近年オーガニックという言葉がメディアにもよくとりあげられ、オーガニック食品なども
店頭で見かけるようになってきました。しかし、「オーガニックとはいったい何なのか」という根本的な話は素通りしてきているように感じます。正確な定義や知識なしに、いわばモードとして扱われているようです。特にこれまでの自然食品や健康食品や有機食品などとの違いについては意識的に避けて通られています。
オーガニックの本場はヨーロッパです。90年代以降オーガニックはEUの基本政策として持続可能な社会と国民の健康を守る切り札として振興されてきました。そしてオーガニックの生産も市場も急成長を遂げ、社会にしっかり根付いた存在となっています。

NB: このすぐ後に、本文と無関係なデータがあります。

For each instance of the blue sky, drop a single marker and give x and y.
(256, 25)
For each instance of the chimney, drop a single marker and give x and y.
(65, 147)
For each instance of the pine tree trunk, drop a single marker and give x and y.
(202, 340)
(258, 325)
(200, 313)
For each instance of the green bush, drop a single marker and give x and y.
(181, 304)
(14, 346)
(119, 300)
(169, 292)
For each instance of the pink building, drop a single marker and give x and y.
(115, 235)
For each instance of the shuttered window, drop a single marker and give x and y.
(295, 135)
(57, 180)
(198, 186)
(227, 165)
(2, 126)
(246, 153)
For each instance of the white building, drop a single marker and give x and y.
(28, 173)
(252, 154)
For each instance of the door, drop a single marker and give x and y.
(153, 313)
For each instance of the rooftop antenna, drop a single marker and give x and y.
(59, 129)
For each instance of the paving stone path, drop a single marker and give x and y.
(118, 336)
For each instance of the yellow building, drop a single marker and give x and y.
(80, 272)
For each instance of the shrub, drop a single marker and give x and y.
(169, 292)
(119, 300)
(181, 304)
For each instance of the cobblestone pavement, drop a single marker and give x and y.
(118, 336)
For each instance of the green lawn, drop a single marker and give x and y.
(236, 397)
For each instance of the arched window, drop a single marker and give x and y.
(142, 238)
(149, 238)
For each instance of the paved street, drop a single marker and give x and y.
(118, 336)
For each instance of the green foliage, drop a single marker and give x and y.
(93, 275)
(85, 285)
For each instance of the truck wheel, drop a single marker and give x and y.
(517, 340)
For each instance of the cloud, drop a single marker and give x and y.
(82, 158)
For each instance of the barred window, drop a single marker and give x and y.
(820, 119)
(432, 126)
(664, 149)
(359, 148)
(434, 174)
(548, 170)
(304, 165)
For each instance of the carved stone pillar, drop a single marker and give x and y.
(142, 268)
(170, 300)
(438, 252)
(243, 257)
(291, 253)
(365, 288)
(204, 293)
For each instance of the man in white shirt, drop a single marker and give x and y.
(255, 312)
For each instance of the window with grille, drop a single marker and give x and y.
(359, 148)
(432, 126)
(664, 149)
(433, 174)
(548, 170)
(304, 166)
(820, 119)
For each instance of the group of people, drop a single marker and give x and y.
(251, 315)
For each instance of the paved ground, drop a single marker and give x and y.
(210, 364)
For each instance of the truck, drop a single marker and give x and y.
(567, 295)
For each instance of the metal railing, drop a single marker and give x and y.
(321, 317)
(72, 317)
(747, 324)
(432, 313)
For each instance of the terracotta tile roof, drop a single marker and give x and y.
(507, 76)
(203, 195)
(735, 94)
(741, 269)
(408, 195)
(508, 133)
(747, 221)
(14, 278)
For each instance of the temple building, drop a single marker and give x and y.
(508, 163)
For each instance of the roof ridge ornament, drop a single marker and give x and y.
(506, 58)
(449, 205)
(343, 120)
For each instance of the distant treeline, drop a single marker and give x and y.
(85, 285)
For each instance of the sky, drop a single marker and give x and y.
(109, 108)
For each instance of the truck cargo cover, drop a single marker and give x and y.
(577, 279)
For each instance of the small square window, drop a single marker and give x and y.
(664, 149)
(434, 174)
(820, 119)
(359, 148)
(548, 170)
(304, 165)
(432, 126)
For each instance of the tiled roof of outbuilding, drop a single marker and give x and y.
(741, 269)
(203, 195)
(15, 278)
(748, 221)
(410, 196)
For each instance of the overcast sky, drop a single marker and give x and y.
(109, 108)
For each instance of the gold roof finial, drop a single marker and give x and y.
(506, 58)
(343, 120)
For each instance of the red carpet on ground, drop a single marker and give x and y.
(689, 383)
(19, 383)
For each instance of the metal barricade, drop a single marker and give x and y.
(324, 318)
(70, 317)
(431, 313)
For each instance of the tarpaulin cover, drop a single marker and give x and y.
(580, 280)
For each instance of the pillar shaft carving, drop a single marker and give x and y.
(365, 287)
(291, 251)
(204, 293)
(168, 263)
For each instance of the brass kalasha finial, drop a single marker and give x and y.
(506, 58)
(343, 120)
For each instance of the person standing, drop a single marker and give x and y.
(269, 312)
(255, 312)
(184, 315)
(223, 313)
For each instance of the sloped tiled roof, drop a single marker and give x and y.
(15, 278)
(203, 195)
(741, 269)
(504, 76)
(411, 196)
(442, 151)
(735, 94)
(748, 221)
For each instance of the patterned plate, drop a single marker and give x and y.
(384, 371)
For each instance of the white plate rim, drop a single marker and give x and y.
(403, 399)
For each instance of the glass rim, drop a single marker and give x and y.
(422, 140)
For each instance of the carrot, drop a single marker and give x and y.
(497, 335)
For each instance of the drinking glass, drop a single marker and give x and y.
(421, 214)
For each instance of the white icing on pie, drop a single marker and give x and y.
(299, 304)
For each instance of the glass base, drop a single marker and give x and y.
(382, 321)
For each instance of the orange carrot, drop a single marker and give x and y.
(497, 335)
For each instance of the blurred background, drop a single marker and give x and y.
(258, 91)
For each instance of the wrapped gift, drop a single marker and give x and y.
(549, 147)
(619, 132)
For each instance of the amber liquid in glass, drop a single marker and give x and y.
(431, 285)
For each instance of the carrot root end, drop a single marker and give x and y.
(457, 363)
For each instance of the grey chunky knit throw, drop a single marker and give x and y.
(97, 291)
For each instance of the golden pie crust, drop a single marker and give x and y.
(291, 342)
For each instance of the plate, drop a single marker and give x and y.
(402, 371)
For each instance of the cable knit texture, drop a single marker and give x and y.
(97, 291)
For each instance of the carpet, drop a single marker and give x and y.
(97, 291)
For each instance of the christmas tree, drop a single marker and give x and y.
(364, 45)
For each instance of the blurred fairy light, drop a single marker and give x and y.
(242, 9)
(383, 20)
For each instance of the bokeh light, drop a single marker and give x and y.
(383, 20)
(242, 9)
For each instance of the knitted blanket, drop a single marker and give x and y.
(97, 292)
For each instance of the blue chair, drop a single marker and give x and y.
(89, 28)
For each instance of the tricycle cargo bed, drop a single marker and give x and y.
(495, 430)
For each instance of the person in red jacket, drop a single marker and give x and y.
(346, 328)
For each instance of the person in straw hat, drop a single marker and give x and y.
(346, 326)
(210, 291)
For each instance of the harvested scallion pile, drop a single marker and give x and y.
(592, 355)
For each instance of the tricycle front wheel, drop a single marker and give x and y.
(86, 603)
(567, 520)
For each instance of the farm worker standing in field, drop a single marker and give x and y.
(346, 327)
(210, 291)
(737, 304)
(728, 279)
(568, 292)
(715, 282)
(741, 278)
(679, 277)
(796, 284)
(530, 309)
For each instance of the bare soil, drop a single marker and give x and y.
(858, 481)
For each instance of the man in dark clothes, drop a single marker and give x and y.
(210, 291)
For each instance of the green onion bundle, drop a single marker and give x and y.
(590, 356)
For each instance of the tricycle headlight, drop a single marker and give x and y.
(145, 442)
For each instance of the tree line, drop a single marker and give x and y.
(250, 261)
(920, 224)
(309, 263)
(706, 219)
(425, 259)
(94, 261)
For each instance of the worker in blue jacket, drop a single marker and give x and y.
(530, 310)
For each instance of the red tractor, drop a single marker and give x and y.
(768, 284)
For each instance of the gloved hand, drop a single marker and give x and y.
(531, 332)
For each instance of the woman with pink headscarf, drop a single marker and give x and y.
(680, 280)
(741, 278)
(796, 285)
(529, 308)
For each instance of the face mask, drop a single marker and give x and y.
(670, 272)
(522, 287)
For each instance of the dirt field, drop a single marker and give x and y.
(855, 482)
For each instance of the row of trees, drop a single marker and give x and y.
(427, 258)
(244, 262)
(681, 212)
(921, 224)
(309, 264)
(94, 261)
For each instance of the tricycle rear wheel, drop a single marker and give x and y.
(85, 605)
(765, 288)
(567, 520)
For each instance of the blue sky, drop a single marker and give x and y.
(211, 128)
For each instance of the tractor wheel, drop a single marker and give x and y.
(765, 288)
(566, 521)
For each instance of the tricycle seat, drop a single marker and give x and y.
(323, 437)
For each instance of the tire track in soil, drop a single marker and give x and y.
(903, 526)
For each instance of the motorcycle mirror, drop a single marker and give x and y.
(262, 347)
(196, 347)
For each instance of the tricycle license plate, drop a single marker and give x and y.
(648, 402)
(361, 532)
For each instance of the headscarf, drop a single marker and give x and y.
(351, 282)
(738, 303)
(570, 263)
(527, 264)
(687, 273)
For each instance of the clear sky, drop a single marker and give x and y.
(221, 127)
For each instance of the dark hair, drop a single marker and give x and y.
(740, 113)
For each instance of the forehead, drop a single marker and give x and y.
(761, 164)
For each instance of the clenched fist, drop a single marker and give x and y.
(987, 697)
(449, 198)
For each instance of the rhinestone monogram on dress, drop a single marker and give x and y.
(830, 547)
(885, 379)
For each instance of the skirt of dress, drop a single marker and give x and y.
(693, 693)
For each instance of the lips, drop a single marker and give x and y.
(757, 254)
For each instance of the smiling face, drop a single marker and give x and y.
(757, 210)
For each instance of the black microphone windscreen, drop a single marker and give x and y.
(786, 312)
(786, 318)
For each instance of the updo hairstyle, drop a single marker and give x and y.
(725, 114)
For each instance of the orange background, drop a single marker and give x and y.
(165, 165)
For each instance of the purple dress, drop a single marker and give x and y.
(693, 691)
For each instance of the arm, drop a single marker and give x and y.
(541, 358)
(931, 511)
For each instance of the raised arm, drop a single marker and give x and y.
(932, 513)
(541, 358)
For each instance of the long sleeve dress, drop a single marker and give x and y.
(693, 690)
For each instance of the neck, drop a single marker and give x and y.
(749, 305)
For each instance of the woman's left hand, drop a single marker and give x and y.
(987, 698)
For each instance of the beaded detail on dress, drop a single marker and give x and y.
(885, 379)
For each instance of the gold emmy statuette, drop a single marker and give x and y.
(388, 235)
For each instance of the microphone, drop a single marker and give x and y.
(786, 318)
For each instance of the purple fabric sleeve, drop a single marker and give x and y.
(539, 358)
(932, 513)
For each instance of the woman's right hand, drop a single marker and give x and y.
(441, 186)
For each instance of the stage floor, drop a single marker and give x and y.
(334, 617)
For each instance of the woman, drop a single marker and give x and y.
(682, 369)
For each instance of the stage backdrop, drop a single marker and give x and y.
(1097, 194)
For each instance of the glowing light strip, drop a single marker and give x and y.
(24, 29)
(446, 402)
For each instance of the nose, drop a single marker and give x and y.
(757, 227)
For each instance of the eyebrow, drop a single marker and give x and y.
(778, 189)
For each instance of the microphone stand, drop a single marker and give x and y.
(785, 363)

本講座ではオーガニックの第一人者たちが、オーガニックの意味、先進地EUの状況、実際の事例、発展の背景などの基本的な事項を語ります。さらに日本の国産オーガニック農産物と輸入オーガニック農産物の実態について、主に流通面からスポットを当てます。
世界と日本の状況を立体的に知ることで、日本の置かれている立場、今後の生産と流通、農業政策のあり方など、オーガニックがきちんとした形で日本に定着することを考えていこうという方にとっての基礎知識として、本講座を開講いたします。